The survey asked people the standard questions about political ideology and cultural group affiliations. But it also asked them what specific emotions they felt when they thought about climate change. Here is how the strongest emotions ranked;

courtesy; Yale Center for Climate Change Communication

It turns out those emotions were stronger predictors of whether people supported or opposed various climate change policies than people’s politics or their cultural/group affiliations. “Worry” was the strongest predictor of support for policies like support for renewable energy, regulating CO2 as a pollutant, or a 25¢/gallon gas tax). “Disgust” was the strongest predictor for people who opposed those policies. In other words, if people feel worry or disgust about the global warming issue, those emotions predict whether they will support or oppose doing something about the problem more than their political ideologies or cultural affiliations

There was another important finding too. The emotion of “fear” was NOT strongly associated with those who want action taken. “Worry” was, and the feelings of “Hope” and being “Interested”. But not “fear”. That is profoundly important for all the risk communicators out there trying to get people to care about global warming by scaring the bejeezus out of them. (Which still includes many climate change scientists, most environmentalists, and documentaries like the recent Showtime series “Years of Living Dangerously“.)

There are a couple important caveats to these new findings. Other cognitive research has found that when we say we feel worry or fear or disgust, or any emotion, we are just giving a conscious semantic label to instinctive biological responses triggered by some stimulus. Fractions of a second after that stimulus sets those biological responses in motion, we become consciously aware of how those initial responses make us feel, and we give those feelings names. So, for example, an Egalitarian/Communitarian might say they ‘worry’ about climate change, but it’s the underlying cultural group affiliation that has been triggered by thinking about global warming that causes them to express that emotion.

Also, research into the psychology of risk perception has identified many underlying characteristics about risks that make people worry more, or less. We worry more about a risk that can happen to us personally than one that threatens polar bears or glaciers. We worry more about risks that threaten us now than risks that threaten us later. So the conscious expression of emotions like ‘worry’ and ‘disgust’, may simply be the semantic labels we put on how these deeper risk perception instincts make us feel.
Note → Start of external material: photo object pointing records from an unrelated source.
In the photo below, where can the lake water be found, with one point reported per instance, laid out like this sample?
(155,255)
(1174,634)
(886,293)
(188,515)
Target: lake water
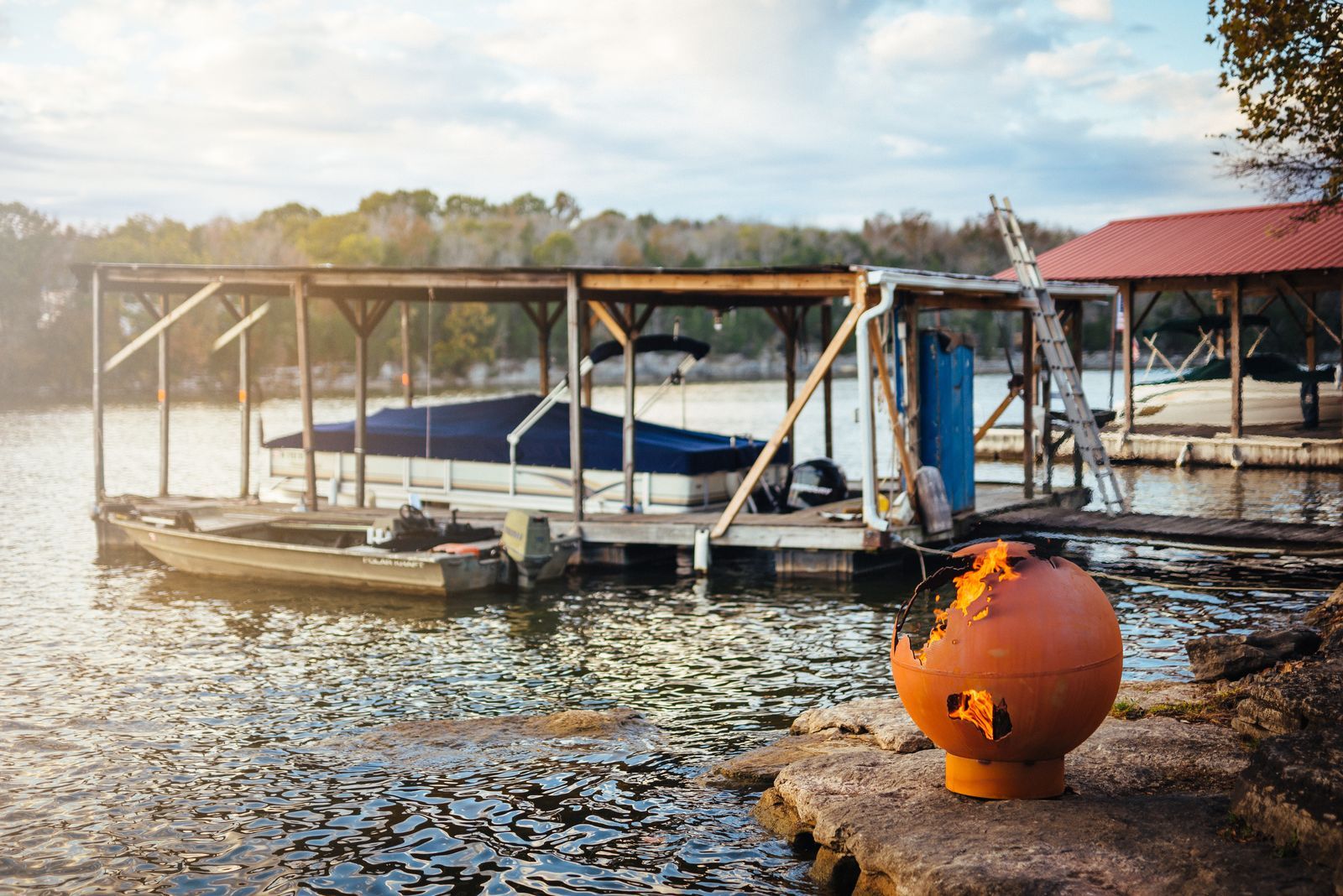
(176,734)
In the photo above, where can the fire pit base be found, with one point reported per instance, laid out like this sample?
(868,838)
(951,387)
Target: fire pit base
(989,779)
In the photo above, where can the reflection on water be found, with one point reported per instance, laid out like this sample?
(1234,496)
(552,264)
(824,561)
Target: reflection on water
(170,732)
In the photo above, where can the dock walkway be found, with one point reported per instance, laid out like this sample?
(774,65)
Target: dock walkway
(1194,530)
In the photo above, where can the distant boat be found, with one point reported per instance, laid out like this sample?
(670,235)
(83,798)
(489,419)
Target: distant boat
(407,553)
(515,452)
(1199,394)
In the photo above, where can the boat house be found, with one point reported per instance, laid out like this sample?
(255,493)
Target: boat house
(879,310)
(1225,279)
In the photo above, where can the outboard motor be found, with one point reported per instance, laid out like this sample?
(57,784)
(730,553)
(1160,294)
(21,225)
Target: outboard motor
(1309,404)
(816,482)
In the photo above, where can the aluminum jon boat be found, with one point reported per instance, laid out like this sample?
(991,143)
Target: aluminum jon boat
(406,553)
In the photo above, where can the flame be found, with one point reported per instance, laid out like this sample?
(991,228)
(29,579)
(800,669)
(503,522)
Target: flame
(970,588)
(974,584)
(975,707)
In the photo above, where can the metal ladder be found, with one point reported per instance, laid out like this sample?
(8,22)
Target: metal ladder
(1058,357)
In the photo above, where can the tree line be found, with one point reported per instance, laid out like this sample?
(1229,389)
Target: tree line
(44,315)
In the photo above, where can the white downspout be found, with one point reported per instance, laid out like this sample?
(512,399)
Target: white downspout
(872,517)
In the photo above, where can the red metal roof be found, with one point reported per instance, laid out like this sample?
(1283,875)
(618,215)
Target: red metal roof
(1221,243)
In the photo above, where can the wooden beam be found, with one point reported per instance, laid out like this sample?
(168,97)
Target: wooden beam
(1237,362)
(888,393)
(771,447)
(360,399)
(96,337)
(154,314)
(1289,290)
(1142,317)
(969,304)
(574,322)
(245,400)
(163,324)
(233,309)
(1126,297)
(998,412)
(242,326)
(644,318)
(165,306)
(1027,409)
(543,345)
(407,387)
(1309,338)
(374,317)
(790,367)
(348,314)
(306,393)
(814,284)
(826,399)
(608,318)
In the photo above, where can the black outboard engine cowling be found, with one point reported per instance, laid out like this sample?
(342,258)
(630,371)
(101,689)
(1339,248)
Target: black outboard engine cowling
(816,482)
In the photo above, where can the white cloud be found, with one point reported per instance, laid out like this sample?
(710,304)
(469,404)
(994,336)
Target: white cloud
(1088,9)
(1079,63)
(763,107)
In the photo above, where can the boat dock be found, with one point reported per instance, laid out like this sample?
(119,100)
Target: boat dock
(823,542)
(1268,447)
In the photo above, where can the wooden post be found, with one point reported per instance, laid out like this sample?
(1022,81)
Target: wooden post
(1027,399)
(407,389)
(245,404)
(306,392)
(586,324)
(1047,400)
(912,408)
(543,344)
(1220,300)
(1237,364)
(826,398)
(771,447)
(1079,311)
(1126,295)
(790,367)
(574,324)
(98,482)
(165,306)
(628,425)
(360,399)
(1309,336)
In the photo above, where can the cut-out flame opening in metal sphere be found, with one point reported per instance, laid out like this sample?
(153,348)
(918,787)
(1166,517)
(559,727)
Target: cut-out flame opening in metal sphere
(1017,671)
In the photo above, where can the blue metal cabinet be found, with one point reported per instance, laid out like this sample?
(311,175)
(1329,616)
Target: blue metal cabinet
(946,412)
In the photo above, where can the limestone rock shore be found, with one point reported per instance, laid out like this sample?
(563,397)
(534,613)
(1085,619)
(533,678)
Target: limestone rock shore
(859,790)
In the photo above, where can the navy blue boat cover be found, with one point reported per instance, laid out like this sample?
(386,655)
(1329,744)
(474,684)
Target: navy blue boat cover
(478,430)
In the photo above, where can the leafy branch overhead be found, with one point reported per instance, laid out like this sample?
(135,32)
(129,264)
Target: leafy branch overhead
(1284,62)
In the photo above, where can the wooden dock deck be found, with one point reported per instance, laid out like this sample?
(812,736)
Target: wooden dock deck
(1158,529)
(1271,447)
(813,542)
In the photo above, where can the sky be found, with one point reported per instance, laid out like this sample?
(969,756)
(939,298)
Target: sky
(819,112)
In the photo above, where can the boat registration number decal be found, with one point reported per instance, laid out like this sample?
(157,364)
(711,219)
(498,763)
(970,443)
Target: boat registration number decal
(387,561)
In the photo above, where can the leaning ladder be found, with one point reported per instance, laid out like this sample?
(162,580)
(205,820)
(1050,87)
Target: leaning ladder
(1058,356)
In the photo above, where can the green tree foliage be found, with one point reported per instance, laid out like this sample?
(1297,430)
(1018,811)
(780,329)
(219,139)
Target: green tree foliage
(468,337)
(1284,62)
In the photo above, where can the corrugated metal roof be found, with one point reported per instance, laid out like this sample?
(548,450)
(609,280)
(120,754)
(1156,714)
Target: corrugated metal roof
(1221,243)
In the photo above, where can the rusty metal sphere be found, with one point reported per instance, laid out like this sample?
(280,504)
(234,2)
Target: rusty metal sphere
(1021,669)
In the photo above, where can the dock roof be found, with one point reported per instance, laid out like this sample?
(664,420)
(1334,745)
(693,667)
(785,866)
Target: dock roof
(1233,242)
(708,287)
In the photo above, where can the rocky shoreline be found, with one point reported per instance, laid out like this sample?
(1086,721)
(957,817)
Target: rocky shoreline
(1231,786)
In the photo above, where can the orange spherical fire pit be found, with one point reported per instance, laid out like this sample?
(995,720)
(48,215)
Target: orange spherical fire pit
(1020,669)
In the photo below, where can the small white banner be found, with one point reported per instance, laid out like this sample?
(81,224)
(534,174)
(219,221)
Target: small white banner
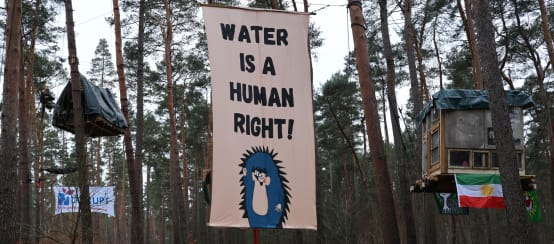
(101,199)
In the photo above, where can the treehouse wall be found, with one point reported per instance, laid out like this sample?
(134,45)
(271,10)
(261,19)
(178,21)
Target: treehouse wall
(463,141)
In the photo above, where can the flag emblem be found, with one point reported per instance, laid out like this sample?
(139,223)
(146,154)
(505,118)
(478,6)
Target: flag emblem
(479,191)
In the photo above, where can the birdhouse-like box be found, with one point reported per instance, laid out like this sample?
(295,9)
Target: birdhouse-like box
(458,137)
(102,115)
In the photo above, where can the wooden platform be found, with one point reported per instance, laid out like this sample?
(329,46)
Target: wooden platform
(95,126)
(446,183)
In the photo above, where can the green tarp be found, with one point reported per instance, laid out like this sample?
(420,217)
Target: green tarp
(102,114)
(460,99)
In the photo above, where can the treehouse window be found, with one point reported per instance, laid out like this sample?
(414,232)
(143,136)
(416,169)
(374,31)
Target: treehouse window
(519,160)
(435,114)
(480,159)
(519,156)
(458,158)
(435,156)
(494,160)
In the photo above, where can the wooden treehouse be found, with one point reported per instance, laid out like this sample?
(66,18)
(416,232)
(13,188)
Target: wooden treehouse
(102,115)
(458,137)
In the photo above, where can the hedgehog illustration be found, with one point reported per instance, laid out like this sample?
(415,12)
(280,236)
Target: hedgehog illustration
(265,193)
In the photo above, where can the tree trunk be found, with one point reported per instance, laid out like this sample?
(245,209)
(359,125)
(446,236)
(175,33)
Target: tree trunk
(521,229)
(184,155)
(178,213)
(389,228)
(467,21)
(544,95)
(400,148)
(78,120)
(120,202)
(134,170)
(24,192)
(8,140)
(139,134)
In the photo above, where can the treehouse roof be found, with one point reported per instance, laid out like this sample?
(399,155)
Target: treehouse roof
(464,99)
(103,116)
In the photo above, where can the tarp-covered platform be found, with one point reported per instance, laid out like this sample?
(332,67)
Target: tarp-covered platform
(102,115)
(461,99)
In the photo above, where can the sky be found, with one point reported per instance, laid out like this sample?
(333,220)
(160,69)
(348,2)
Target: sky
(330,16)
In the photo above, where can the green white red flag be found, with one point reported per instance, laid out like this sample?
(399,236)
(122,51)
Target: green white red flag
(479,191)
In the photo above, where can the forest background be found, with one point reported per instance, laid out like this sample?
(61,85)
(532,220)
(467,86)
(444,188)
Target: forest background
(169,111)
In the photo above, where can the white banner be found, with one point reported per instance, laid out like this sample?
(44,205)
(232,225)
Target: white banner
(102,199)
(264,151)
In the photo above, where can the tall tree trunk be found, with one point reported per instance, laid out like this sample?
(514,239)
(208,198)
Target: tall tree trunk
(78,120)
(542,90)
(120,202)
(400,147)
(28,119)
(134,170)
(139,134)
(184,155)
(24,171)
(521,229)
(8,141)
(389,228)
(178,213)
(467,21)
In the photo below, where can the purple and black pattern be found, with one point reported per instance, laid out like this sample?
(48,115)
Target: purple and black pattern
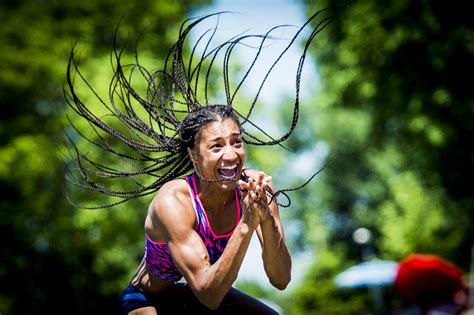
(158,256)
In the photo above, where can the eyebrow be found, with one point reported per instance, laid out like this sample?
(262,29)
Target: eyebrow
(218,138)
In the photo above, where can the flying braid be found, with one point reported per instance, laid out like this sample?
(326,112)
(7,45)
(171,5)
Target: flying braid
(147,137)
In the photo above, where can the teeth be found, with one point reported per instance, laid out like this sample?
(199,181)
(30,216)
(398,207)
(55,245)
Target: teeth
(229,167)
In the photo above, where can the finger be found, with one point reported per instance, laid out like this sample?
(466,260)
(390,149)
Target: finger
(243,185)
(251,184)
(254,196)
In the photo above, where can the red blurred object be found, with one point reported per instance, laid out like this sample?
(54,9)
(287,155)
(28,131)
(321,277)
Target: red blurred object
(427,280)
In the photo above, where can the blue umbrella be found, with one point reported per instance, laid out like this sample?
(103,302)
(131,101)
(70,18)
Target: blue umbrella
(368,274)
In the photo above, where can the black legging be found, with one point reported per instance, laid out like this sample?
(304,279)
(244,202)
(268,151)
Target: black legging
(179,299)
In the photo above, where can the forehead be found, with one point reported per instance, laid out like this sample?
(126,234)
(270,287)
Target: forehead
(219,129)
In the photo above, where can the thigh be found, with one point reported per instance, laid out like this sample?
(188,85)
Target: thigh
(135,302)
(237,302)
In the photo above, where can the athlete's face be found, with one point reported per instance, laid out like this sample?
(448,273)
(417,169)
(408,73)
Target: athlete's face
(220,152)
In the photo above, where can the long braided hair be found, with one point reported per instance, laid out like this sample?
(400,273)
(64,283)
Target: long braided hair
(151,133)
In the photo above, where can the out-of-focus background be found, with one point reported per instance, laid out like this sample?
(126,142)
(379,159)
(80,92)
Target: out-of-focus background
(386,96)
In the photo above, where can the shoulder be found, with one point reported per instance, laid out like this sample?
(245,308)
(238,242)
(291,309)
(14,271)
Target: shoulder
(172,204)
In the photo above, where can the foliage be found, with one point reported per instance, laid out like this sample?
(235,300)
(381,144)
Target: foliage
(57,257)
(395,112)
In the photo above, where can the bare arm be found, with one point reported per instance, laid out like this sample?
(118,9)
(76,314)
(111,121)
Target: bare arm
(210,283)
(275,254)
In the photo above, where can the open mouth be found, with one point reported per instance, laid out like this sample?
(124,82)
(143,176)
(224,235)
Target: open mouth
(228,172)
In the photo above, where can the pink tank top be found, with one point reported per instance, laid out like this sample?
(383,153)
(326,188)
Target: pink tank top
(157,254)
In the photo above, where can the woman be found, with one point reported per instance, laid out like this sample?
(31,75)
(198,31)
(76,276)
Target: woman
(206,205)
(201,230)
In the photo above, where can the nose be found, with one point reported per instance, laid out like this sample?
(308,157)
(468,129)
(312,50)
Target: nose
(229,153)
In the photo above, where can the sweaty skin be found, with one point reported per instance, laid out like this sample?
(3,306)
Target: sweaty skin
(219,151)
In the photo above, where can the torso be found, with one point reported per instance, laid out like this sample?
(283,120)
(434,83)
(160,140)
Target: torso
(158,271)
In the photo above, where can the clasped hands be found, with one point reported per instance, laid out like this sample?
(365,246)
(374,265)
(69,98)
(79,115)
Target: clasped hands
(255,195)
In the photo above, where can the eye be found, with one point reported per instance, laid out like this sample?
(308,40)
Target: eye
(215,146)
(238,142)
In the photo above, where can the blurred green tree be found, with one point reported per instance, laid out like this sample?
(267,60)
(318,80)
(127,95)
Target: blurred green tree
(395,113)
(56,259)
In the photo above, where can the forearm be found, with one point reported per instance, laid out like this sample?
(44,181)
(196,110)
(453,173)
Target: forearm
(275,254)
(217,280)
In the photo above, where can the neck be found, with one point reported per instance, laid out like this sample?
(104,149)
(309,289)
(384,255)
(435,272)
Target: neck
(213,197)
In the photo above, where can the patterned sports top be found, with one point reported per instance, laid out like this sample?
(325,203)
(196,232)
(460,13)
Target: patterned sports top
(157,255)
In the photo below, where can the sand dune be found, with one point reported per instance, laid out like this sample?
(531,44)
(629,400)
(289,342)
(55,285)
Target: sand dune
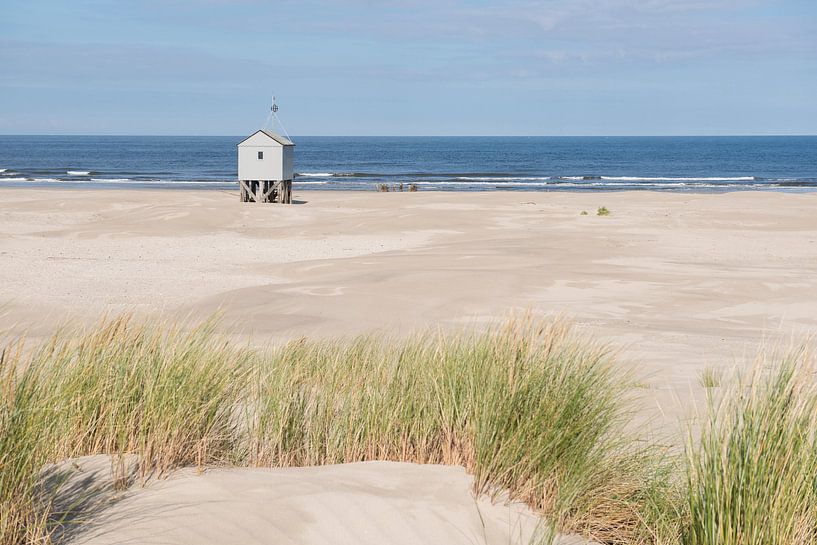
(675,282)
(357,504)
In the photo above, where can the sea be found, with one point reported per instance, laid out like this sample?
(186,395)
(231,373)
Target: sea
(680,164)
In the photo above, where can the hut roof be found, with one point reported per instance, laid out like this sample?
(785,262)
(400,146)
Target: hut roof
(277,137)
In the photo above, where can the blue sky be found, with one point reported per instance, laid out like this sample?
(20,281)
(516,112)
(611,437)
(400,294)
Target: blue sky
(419,67)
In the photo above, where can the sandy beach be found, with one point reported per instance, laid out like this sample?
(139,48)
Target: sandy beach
(675,283)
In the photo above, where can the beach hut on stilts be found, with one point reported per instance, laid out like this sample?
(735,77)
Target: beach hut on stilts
(265,164)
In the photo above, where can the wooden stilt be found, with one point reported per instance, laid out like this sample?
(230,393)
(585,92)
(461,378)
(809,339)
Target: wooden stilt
(265,191)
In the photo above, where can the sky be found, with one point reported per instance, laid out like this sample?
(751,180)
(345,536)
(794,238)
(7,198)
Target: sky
(409,67)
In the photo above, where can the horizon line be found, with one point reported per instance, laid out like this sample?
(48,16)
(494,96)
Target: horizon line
(429,135)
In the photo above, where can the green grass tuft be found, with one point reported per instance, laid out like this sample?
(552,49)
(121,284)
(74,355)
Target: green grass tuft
(751,477)
(527,408)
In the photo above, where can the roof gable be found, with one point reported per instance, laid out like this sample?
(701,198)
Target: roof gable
(280,140)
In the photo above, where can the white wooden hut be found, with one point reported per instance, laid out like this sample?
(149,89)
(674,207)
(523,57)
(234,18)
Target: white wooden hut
(265,163)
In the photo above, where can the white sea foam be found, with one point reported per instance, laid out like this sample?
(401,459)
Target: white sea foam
(503,178)
(504,182)
(679,179)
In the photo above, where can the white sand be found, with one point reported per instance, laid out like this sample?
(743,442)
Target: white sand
(372,503)
(675,282)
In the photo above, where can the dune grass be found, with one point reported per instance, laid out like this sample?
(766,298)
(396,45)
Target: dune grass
(528,408)
(531,410)
(752,476)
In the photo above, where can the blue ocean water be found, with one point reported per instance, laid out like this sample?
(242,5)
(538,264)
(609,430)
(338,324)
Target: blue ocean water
(433,163)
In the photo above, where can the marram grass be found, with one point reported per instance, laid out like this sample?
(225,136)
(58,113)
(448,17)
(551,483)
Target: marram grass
(752,476)
(528,408)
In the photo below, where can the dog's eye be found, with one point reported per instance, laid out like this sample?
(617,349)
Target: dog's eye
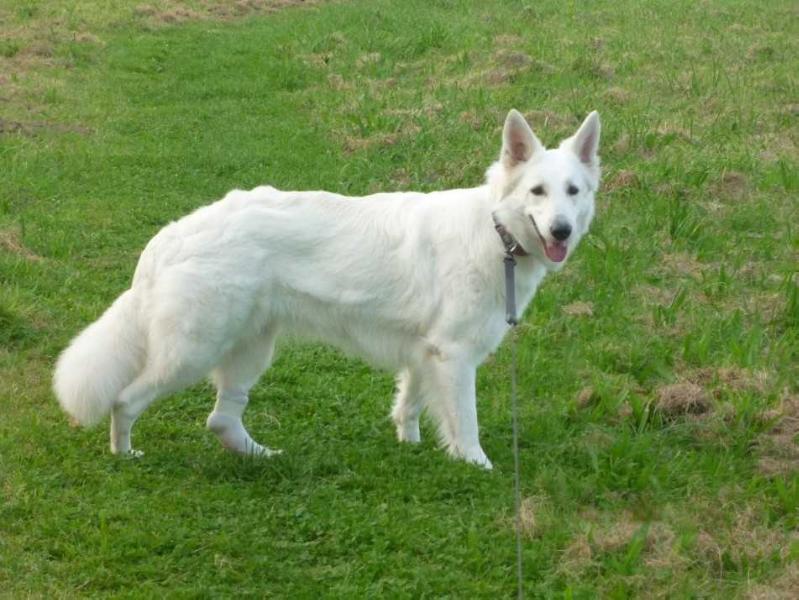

But caveats aside, what this new research clearly says is that risk communication that wants to shape how people feel about global warming, or any risk issue, must go beyond simply communicating the facts. It must respect the primary role that feelings play in how we see those facts. It must identify, with research, the particular emotional and instinctive characteristics that shape people’s feelings about the issue, and present information in ways that will resonate with those underlying emotions. Any climate change communicator who ignores that truth and thinks that just educating people is enough, is ignoring what an important and growing body of research tells us about the best way to get people to care, and act, about this immense threat to human and environmental health.